Selin SÜAR ORAL Köşe Yazısı 0 yorum
1 Temmuz 2015 Çarşamba

Sil baştan başlamak gerek bazen…

Geçen günlerde öğrencilerimle Şebnem Ferah’ın şarkısını dinliyoruz, öylesine çaldı biz çekim planları yaparken; baktım ki gözleri buğulandı her birinin… Suskun oldular bıcır bıcır konuşan çocuklar… Şarkıda “Sil Baştan başlamak gerek bazen, her şeyi unutmak…” diyordu; “hayatı sıfırlamak”… Ortalama 18 sene hayatları olan çocuklar “sil baştan başlamak gerek bazen” diyordu… Bir ara düşündüm; en az onlar kadar başıma gelenler için; hayatı sıfırlamak… Her birinin bir aşk acısı vardı; sevip de ayrıldıkları ve hiçbir zaman kavuşamadıkları… Tabii bir de gençken âşık olmak daha kolaydı ya da âşık olduğunu zannetmek… Yine de ortak nokta aynıydı; içlerini sızlatan bir acı ve aşk…

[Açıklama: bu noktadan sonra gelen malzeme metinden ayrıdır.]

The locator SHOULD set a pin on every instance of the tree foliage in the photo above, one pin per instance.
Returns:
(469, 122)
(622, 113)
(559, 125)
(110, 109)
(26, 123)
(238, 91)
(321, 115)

Wilhelm Schmid’in Aşk isimli eserinin önsözü “Biri bana aşkı açıklayabilir mi?” diye başlar.  Aşk gibi yoğun bir duyguyu hissedenlerin, kendi davranışlarındaki değişikliği veya âşık oldukları varlığı/olguyu sorgulamadıkları, bugüne kadar aşkı araştırmış olan birçok bilim adamı tarafından belirtilmiştir.  Yalnızca bireye değil, insanoğlunun herhangi bir varlığa/olguya karşı beslediği bu güçlü duygu, aşkı en büyük itki gücü olarak karşımıza getirmektedir. Birey, hepimizin bildiği üzere aşkı için gerekirse her şeyden vazgeçebilir; hatta bunun için dağları deler, çölleri aşar. En güçlü edebiyat eserleri aşkla temellenenlerdir. Mümkün mertebe filmlerde de tanımlanmaya çalışılır; “karnımın üstünde bir ağrı var”; “onu öldürmek istiyorum”, “ben onu kendimi adadım o kimle mutluysa öyle olsun…”…

 

Aşkın üç formu ortaya çıkmakta; yaşayan, dikeni batan, kendini adayan… Aşk, yine biliniyor ki geçici bir durum. Bağlanma, duygular çok yüksek olduğunda bağımlılığa dönüşebiliyor ve bu da patolojik bir durum ortaya çıkarabiliyor. Bundan sonrası ise aşırı kıskançlığa, kavgaya, güvensizliğe ve dolayısıyla şiddete doğru yol alabiliyor. Bireylerden birinin bağımlı kişilik sergilemesi o aşkın da bitimine, karşıdaki kişinin ruhsal –ve hatta fiziksel- olarak çökmesine neden olabiliyor. Aşk için bilinçaltına depolanan kusursuz arkadaş demiş biri, bir değeri en büyük mutluluk ve en büyük acı… Aşkın vücut kimyasını alt üst ettiği bir gerçek olsa da aşk ile şiddet yan yana gelebilen olgular mı?  İşlenen cinayetlere kadar gelmeyeceğim, onlar zaten apayrı bir potada; ancak ilişkide sözel ya da fiziksel olarak şiddet uygulayan kişilerden gelen şu sözü birçoğumuz duymuşuzdur; “Seni çok seviyorum ve seni herkesten kıskanıyorum, ne yaptıysam bu yüzden.” Kişinin yaptığı hatayı sevgi ve aşkın ardına sığınarak maskelemesi, ne yazık ki bu tarz hareketlere maruz kalmış olan kişi tarafından da doğru olarak kabul ediliyor. Oysa bu durum tek bir şeyin sinyali; o da şiddete eğilimli bir bireyin varlığı. Bağımlı kişilikler sergileyen bu tarz bireyler karşısındakini kısıtladıkları gibi; sorunları için başkalarını suçlamaktan, kolayca kızmak ve savunmacı davranmaya, sözel olarak tacizde bulunmaya, tartışma sırasında güç kullanmaya kadar uzanan davranışlarda bulunabilirler. Aşkın kendisi patolojik olduğundan, bunu kim bilir; belki bizler bile yapıyoruzdur… Her şey tozpembeyken bu tarz bir kişiyle karşılaşılmış olması, havalarda uçan bireyin dünyasını bir anda karartabilir. O nedenle kişinin hareketlerinin farkında olması ve kendini frenlemesi, gerektiğinde tedavi görmesi gerekir.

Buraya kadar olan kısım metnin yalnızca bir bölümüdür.